Williams v. Sprint/United Mgmt Co., 230 F.R.D. 640 (D. Kan. 2005).
In an employment case involving allegations of age discrimination, the plaintiffs requested native production of
Microsoft Excel spreadsheets so they would be able to determine if the documents "had any actual other columns or
types of information available on a spreadsheet." After receiving the spreadsheets from the defendant, the
plaintiffs claimed the defendant "scrubbed" the spreadsheet files to remove metadata without producing a log of the
information scrubbed. The plaintiffs also asserted the defendant locked cells and data on the spreadsheets, thus
preventing the plaintiffs from accessing those cells. The defendant admitted it had scrubbed metadata and locked
certain cells but argued the plaintiffs never requested production of the metadata and claimed the metadata was
irrelevant and contained privileged information.
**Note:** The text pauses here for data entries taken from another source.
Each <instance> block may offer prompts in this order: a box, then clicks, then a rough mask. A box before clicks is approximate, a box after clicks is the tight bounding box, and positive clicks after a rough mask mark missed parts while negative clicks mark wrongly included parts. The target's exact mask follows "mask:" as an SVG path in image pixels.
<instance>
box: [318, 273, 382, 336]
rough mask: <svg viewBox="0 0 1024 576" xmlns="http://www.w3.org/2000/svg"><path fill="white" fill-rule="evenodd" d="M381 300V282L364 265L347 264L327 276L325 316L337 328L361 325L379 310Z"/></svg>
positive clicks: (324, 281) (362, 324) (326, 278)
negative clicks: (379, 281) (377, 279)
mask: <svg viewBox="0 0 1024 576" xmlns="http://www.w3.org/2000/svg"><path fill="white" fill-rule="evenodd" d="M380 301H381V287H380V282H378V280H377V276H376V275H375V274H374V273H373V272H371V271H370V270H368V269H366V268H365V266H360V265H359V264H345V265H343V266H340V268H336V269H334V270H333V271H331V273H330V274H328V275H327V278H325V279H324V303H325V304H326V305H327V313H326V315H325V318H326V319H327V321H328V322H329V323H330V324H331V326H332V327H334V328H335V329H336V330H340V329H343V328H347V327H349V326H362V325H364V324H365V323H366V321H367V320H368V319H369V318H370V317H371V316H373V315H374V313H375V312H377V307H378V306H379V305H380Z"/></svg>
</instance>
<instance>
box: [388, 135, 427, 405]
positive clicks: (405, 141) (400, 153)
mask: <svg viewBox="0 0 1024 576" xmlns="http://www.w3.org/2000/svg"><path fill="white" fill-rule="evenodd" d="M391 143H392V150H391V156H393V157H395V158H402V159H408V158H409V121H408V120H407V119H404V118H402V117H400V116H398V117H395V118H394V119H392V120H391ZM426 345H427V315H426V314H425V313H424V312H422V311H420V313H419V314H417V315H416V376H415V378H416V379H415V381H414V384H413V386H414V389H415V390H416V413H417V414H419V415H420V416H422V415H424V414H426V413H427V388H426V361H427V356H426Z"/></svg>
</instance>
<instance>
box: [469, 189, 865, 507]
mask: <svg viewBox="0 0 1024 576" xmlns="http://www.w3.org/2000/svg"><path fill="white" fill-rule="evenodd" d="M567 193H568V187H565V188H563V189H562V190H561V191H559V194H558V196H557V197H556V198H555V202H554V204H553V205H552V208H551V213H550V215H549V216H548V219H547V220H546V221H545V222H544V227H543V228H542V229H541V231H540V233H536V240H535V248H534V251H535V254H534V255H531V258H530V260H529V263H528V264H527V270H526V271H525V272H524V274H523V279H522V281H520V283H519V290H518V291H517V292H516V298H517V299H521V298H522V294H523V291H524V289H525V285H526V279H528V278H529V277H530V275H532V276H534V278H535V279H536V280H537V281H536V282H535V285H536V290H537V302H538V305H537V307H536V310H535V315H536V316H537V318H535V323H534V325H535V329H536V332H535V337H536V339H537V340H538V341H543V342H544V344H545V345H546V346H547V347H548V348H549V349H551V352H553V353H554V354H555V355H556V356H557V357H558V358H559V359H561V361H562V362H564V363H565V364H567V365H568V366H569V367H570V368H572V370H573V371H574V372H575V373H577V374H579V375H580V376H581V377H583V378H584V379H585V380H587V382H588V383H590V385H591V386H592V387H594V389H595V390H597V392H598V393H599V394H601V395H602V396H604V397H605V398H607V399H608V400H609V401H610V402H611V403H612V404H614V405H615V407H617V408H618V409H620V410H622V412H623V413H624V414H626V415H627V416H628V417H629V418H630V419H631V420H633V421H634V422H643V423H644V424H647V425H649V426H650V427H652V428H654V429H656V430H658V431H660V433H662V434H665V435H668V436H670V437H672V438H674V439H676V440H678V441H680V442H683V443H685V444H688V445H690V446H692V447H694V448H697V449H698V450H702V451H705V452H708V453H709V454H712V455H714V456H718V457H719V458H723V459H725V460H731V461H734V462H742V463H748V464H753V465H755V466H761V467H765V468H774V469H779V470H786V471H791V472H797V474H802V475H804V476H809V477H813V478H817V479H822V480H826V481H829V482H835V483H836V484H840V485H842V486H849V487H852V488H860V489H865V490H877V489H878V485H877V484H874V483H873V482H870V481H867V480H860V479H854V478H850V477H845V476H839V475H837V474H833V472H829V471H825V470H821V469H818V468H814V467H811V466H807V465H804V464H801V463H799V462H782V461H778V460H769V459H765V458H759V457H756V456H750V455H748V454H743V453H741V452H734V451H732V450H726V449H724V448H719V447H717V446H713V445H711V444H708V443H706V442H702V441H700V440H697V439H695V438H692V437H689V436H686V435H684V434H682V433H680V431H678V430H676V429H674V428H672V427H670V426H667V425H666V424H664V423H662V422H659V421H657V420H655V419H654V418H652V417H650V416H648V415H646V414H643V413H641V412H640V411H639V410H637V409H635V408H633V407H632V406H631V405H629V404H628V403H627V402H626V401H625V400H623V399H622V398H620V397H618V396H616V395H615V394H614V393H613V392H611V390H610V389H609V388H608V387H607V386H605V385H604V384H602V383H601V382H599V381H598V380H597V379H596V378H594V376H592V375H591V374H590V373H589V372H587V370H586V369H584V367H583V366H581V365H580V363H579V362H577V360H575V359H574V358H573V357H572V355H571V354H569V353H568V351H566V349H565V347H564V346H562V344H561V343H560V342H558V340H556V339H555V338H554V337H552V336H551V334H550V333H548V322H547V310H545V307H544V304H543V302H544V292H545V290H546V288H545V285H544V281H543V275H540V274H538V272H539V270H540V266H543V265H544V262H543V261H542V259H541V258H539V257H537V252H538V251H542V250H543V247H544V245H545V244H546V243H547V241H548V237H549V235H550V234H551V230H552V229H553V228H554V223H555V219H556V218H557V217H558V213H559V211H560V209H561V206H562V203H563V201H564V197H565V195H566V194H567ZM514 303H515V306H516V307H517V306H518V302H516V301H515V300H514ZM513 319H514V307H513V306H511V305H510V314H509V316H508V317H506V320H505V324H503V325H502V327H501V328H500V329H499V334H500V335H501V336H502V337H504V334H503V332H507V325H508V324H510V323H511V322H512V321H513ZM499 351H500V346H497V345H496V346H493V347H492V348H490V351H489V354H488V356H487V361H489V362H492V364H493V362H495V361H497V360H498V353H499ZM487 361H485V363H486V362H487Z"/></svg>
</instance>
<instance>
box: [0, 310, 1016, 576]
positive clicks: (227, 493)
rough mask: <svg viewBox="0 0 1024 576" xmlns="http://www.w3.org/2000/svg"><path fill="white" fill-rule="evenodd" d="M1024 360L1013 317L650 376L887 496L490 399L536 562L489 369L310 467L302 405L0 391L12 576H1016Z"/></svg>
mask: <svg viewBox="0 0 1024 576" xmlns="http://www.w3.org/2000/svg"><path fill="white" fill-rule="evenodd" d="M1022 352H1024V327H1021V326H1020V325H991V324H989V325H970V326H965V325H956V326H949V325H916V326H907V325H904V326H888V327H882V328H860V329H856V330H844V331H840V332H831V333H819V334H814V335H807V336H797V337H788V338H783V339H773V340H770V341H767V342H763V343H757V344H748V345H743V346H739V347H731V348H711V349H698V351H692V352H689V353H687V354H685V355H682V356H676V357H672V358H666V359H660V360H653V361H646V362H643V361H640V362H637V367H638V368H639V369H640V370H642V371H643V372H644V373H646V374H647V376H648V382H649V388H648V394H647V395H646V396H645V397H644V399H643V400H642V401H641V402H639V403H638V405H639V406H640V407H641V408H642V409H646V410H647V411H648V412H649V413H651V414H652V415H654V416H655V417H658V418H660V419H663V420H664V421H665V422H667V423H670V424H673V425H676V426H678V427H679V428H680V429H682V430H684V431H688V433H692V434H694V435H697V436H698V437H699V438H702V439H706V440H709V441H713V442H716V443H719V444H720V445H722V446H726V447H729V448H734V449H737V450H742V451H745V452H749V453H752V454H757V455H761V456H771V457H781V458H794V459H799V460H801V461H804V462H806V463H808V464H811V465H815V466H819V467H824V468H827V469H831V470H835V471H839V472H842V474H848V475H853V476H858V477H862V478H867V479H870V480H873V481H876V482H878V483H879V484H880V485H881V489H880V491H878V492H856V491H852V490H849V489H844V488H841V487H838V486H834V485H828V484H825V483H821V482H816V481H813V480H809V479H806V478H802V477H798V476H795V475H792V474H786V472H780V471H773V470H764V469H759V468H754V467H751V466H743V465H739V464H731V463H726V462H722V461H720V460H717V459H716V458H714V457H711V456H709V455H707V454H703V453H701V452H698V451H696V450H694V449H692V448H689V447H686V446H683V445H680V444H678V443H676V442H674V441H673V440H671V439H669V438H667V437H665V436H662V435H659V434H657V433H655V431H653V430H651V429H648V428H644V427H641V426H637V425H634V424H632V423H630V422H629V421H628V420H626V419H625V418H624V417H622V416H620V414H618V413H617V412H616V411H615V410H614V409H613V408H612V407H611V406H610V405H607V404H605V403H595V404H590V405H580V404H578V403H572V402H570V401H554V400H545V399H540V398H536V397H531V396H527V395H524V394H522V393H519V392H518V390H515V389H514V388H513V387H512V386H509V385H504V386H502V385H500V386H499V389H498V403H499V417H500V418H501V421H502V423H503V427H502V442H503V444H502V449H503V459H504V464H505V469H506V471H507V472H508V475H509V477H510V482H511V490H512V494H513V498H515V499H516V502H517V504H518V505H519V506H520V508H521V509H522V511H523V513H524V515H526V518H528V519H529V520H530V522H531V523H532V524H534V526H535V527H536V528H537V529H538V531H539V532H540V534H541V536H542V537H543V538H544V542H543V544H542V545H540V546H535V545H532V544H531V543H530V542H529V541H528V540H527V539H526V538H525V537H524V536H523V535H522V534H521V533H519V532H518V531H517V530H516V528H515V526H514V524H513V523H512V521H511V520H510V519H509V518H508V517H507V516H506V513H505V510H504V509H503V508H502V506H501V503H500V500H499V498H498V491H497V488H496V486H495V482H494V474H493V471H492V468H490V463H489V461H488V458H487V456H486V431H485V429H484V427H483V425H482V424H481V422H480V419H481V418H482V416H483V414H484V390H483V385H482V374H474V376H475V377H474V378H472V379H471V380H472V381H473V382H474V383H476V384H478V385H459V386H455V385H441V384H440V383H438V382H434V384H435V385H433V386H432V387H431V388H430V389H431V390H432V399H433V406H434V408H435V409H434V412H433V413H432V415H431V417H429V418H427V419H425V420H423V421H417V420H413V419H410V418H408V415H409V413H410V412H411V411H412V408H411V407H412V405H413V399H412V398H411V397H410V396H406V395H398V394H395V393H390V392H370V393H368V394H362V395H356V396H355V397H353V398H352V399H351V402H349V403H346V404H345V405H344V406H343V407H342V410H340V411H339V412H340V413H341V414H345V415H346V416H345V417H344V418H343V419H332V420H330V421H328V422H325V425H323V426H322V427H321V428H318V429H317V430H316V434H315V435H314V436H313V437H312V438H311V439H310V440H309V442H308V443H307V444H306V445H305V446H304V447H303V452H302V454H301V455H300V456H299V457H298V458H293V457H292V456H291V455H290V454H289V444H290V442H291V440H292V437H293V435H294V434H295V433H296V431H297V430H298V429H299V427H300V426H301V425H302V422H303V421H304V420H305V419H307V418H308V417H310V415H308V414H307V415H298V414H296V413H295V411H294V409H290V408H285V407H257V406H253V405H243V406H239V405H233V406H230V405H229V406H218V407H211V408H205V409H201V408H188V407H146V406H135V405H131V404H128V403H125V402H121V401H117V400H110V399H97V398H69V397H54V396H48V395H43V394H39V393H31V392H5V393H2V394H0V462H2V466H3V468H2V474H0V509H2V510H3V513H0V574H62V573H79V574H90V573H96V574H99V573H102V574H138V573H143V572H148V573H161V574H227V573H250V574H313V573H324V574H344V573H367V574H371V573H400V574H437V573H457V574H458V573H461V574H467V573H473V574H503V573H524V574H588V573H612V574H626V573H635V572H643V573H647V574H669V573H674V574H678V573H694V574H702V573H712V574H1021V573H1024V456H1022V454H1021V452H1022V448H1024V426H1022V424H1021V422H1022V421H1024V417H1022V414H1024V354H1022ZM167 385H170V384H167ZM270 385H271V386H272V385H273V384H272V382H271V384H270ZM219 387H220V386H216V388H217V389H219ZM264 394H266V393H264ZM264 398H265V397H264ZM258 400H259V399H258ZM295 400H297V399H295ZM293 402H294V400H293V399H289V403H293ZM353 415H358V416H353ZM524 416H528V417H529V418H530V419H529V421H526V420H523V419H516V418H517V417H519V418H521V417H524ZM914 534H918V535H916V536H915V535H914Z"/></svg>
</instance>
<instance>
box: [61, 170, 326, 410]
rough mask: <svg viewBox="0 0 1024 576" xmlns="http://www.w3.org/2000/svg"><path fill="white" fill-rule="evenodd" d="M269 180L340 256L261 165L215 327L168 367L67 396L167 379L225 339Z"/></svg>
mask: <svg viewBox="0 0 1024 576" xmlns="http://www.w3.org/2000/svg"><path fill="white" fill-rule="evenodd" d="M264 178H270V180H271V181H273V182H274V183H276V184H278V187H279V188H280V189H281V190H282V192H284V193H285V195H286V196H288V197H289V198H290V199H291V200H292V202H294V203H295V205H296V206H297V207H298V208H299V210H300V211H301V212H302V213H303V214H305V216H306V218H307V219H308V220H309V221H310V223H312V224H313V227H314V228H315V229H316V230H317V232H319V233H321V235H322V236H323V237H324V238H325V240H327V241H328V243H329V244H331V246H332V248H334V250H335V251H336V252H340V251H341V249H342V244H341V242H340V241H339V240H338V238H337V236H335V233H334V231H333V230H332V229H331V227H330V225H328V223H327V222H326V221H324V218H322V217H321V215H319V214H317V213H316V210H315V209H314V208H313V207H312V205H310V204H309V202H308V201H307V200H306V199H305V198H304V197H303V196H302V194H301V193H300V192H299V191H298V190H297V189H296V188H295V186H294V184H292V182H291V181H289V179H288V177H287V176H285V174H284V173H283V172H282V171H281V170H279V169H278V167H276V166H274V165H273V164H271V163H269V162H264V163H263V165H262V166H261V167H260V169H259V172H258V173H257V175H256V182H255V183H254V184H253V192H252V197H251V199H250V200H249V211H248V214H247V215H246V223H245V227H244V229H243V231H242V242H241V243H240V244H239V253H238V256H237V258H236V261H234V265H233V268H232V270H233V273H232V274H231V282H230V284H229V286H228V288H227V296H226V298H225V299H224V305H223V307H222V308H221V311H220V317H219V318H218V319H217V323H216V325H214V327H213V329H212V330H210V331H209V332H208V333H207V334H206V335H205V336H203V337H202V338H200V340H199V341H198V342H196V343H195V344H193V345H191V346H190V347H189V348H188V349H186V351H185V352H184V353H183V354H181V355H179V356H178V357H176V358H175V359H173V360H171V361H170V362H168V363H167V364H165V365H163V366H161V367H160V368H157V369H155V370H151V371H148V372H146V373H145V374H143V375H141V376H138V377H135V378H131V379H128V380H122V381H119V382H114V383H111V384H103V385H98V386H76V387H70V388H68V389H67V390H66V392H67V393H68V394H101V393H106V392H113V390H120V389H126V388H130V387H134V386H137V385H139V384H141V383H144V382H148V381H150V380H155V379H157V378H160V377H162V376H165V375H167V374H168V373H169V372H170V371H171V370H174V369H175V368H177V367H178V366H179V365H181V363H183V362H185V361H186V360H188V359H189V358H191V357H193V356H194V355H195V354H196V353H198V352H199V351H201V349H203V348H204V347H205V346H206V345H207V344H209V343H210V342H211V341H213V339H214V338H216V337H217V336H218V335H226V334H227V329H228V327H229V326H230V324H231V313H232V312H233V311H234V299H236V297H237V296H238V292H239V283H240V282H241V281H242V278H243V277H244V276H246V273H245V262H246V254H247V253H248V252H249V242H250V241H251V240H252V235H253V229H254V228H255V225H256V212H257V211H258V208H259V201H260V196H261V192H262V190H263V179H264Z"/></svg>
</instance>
The court gave the defendant seven days to show why it should not
produce electronic Microsoft Excel spreadsheets in native format and why it should not be sanctioned for its
behavior. The defendant declared its actions were made in good faith, designed to prevent the plaintiffs from
discovering information the Magistrate ruled undiscoverable, and maintained data integrity. Although the court did
not sanction the defendant, it ordered the defendant to produce the spreadsheets' metadata and to produce
"unlocked" versions of those spreadsheets. The court held, "when a party is ordered to produce electronic documents
as they are maintained in the ordinary course of business, the producing party should produce the electronic
documents with their metadata intact, unless that party timely objects to production of metadata, the parties agree
that the metadata should not be produced, or the producing party requests a protective order."